Sleep is an essential human physiological behavior, and the quality of sleep directly affects a person’s physical and mental state. In clinical medicine, sleep stage is an important basis for doctors to diagnose and treat sleep disorders. The traditional method of classifying sleep stages requires sleep experts to classify them manually, and the whole process is time-consuming and laborious. In recent years, with the help of deep learning, automatic sleep stage classification has made great progress, especially networks using multi-modal electrophysiological signals, which have greatly improved in terms of accuracy.
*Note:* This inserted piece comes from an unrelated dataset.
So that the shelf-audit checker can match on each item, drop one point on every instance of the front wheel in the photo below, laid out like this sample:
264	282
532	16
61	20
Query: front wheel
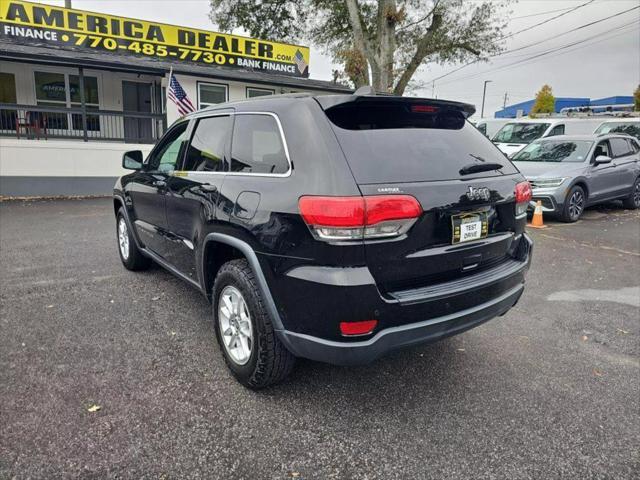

However, we found that the existing multimodal networks have a large number of redundant calculations in the process of using multiple electrophysiological signals, and the networks become heavier due to the use of multiple signals, and difficult to be used in small devices. To solve these two problems, this paper proposes DynamicSleepNet, a network that can maximize the use of multiple electrophysiological signals and can dynamically adjust between accuracy and efficiency. DynamicSleepNet consists of three effective feature extraction modules (EFEMs) and three classifier modules, each EFEM is connected to a classifier. Each EFEM is able to extract signal features while making the effective features more prominent and the invalid features are suppressed. The samples processed by the EFEM are given to the corresponding classifier for classification, and if the classifier considers the uncertainty of the sample to be below the threshold we set, the sample can be output early without going through the whole network. We validated our model on four datasets. The results show that the highest accuracy of our model outperforms all baselines. With accuracy close to baselines, our model is faster than the baselines by a factor of several to several tens, and the number of parameters of the model is lower or close. The implementation code is available at: https://github.com/Quinella7291/A-Multi-exit-Neural-Network-with-Adaptive-Inference-Time-for-Sleep-Stage-Classification/.

【 授权许可】

Unknown   
Copyright © 2023 Wenjian, Qian, Jun and Zhikun.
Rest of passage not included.